As has been mentioned in the comments and the first answer: You can change only (at least with chsh) to those shells which are listed in /etc/shells. If you manually force a different shell into /etc/passwd (or a different user data base) then it may be run by login (I haven't tried that) but that would not solve the problems which are the reason for e.g. python not being listed in /etc/shells.

A login shell has certain tasks, mainly setting up the environment for the user. Thus only login shells read /etc/profile.

possible compromise

You could create a link (symlink or hard link, I currently habe no opinion which is better) to a regular shell like

cd /bin
ln -s bash bash-python

and add /bin/bash-python to /etc/shells and set it as default shell for a user.

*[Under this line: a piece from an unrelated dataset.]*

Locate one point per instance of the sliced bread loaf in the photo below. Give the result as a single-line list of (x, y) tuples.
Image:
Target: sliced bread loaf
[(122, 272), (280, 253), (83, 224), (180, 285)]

In /etc/profile (or /etc/bash.bashrc) you can check whether the shell has been started with this name and execute python:

[[ $0 =~ bash-python ]] && exec python
# or
[[ $0 =~ bash-python ]] && python

I am not convinced yet which is better. Maybe the variant without exec for wtmp logging but I am not sure whether that is done by the login shell; maybe it's PAM after the login shell exists.

  • A login shell is not required to be a prompt-read-execute-loop program, or have dealings in environment variables, and over the years there have been many people who have set up all sorts of things as login shells, from bespoke menu systems through dedicated single applications to BBSes and UUCP. – JdeBP Jun 5 '20 at 6:22

lets you switch your login-shell (restrictions apply, see also /etc/shells)


Yes, it’s possible. One approach is to configure your terminal appropriately; the specifics depend on your terminal emulator.

In GNOME Terminal, you’d edit the command in whatever profile you want:

GNOME Terminal preferences showing the Command tab

This allows you to open terminals with the chosen command instead of your default shell:

GNOME Terminal running IPython

This is less invasive than changing your default shell outright (which would also require administrative assistance if you’re not using one of the shells in /etc/shells).